I’ve come to really like the energy of Saturn Uranus square. I don’t like the affect on the collective (oppression/rebellion), but if you’re dealing with these planets hitting your personal planets, it’s a highly productive transit.
I’m prompted to post today because I’ve talked to two Scorpio (moons) in the last two days. One of them is enjoying a spectacular energetic, psychological breakthrough after a life-threatening medical emergency. It’s like she was going to die… but now she is not going to die. Instead her lifelong wounding was healed in a flash out of the blue sky.
She ordered a personal document (akin to a birth certificate), opened it and what she saw on the page changed her life. It’s drastic, right? And unexpected! You don’t think facing your fear will get you results in one second, but it can and does happen. She’s FREE.
The next gal will be free. She’s also got trauma. She sacrificed to be a caregiver to her ailing parents while she worked full time. Her parents have now passed. Empty nest, anyone? Having spoke to the first gal, yesterday, I can see what’s possible.
Scorpio heals. Uranus is akin to a lightning strike. Saturn suggests you work with the energy. So if you’re the Scorpio, the Uranus element is most likely going to come from outside you. It will be a surprise. When you’re surprises arrives – capitalize. And if healing is what you need, then make that goal. USE the energy. Tap that power!
The Fixed signs can be stuck for years and years and even multiple decades. This is real (Saturn) chance to liberate (Uranus) yourself. Click the Saturn square Uranus tag for more help or you can hire me and I’ll make sure you get on the bullet train. We are so distracted at this time, when being distracted is so very costly!
Have you had a sudden breakthrough? What do you know about this?
Maybe thats also partly how astrology states scorpio is exalted in Uranus.being exalted works miracles perhaps
Oh yeah girl delete 😵💫
I can relate to the client who is enjoying a medical breakthrough. I am scheduled for cataract surgery soon. The laser surgery will be restoring the total eyesight I had in my childhood. I have an 8H Libra Sun.

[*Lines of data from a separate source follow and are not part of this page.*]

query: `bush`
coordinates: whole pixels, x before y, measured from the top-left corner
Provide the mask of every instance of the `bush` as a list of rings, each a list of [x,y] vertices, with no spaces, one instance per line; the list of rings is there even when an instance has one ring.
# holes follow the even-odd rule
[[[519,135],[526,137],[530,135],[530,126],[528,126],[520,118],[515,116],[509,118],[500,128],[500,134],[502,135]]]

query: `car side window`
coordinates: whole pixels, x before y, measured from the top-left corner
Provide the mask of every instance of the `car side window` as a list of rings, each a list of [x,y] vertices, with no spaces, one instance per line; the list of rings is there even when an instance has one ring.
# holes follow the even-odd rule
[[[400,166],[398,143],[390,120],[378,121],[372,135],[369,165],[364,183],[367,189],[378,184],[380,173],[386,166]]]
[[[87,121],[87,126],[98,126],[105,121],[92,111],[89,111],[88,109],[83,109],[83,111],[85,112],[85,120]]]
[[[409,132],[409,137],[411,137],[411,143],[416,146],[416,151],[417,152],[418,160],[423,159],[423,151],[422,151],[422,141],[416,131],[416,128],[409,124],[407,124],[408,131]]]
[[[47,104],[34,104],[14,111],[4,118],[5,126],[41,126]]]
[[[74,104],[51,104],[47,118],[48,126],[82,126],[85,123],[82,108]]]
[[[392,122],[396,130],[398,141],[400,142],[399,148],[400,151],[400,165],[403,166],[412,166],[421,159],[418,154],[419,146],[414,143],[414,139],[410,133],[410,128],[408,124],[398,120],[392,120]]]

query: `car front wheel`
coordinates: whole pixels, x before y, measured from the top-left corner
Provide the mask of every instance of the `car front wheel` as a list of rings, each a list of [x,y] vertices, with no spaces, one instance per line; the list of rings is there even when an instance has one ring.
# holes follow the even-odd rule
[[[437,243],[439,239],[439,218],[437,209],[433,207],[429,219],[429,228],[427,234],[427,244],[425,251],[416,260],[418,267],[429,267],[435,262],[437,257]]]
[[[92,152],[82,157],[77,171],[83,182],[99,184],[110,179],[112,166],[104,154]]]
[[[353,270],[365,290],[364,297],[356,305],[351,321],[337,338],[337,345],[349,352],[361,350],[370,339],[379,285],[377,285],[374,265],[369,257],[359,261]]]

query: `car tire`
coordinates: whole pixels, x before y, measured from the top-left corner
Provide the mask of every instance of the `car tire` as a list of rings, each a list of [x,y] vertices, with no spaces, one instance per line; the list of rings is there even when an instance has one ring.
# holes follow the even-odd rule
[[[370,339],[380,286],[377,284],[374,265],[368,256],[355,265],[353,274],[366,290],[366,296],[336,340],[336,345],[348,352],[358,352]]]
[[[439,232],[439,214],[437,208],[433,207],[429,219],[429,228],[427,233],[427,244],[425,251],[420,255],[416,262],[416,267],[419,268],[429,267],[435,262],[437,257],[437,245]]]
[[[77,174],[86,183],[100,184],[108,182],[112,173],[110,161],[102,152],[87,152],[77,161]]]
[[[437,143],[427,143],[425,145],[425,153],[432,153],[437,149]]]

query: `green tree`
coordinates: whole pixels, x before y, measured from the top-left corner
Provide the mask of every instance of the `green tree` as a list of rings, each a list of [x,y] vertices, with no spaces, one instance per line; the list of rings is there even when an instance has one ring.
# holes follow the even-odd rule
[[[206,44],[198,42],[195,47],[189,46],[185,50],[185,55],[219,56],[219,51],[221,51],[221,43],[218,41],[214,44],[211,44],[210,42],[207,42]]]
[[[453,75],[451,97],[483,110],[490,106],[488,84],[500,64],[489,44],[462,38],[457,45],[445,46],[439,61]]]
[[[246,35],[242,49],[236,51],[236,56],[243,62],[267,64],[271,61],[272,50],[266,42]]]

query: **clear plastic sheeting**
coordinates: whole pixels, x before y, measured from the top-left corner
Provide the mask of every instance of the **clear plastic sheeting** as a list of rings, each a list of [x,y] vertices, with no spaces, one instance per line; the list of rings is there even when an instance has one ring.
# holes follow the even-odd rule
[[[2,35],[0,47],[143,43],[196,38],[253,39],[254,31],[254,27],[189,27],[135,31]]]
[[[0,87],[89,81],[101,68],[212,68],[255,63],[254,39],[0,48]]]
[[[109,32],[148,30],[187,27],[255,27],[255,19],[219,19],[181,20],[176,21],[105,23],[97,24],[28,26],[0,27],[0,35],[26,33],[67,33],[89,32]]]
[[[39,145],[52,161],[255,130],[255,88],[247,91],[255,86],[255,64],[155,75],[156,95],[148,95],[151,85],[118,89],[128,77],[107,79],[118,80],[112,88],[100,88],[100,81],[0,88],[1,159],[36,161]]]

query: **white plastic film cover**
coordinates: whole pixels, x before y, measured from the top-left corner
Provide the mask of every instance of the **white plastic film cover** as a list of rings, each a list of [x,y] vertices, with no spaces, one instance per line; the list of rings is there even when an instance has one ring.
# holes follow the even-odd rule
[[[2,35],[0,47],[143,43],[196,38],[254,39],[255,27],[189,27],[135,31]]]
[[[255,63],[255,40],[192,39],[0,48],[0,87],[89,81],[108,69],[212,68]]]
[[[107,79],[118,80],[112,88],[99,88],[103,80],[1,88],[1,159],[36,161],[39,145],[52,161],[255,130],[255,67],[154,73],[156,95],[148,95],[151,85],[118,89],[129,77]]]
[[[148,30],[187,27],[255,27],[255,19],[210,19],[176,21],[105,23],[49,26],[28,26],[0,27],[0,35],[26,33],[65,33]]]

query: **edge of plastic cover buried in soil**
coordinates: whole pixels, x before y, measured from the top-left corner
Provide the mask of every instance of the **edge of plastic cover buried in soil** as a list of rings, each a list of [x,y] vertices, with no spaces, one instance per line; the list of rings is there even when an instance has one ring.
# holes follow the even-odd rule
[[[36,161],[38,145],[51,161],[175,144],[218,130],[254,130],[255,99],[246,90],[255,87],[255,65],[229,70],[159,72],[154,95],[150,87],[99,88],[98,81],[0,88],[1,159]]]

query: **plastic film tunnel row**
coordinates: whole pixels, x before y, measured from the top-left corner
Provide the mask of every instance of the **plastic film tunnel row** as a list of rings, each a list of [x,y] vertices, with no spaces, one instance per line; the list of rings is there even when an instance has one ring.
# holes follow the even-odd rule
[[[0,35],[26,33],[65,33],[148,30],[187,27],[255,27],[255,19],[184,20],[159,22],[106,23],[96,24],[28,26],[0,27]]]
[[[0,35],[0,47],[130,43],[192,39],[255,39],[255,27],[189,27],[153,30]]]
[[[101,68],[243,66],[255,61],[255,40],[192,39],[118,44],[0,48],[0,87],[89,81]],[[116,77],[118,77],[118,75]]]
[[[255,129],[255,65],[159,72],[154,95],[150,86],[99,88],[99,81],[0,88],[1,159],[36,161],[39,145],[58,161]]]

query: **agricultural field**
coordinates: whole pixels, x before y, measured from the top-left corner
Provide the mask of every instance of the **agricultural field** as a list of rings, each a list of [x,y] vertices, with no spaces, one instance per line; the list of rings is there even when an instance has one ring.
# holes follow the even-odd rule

The opportunity for sudden Uranian/Plutonian healing is also linked throughout this year to the connections Saturn and Uranus make to the Moon Nodes.
The square between Saturn and the Nodes is active now – and then later in a few months time Uranus,the North Node, and Mars come together. The Moon Nodes function like Pluto and Uranus – elimination and a healing rebirth into an unknown.
My 17 degree Taurus Moon is impacted – its close to a daily purge followed by a renewal that is both electric and visceral.
Thanks Don
I have NN in Taurus in my 12th house at 24* opposing Scorpio R at 20* in the 6th.
Battling my broker to get out of the stock market. I’ve gotten a considerable chunk out , at a “loss” but is it really a loss if the stocks go further down /crash?
Do you see this lasting a decade (collateral damage)?
Should one push harder to cash out completely with this upcoming Uranus /mars/nn🤔
I cannot give financial advice because it’s illegal. I’m sorry! But I think you have the right idea.
My personal feeling is we are nowhere near the bottom. I do know when a person calls their broker to sell, they meet resistance. That alone may be telling.
All of this happened. I had this saved. I used it as a guide when I was down at my lowest purging some pain from deep within. I can still feel a pinch of it … the last little bits hanging on. But there was definitely a purge. It was huge. Hard. Painful. To freedom. To be honest, I had no idea I was operating with that much pushed down trauma. Vomiting it up was excruciating. I sat still and every memory came flying out of my eyes in tears. For months. It would not stop. Right now, I can see clearly what it caused, and I can see it all for what it was and is. Like someone cleaned my windshield. I lived my life for decades with that pushed down to the core. Now I get it. I wasn’t faring well when that mess squared my moon. Hard to go through. Wouldn’t want to do it again. Worth it. I am free. The way I was living will never happen again. People don’t know me like this. And that’s okay.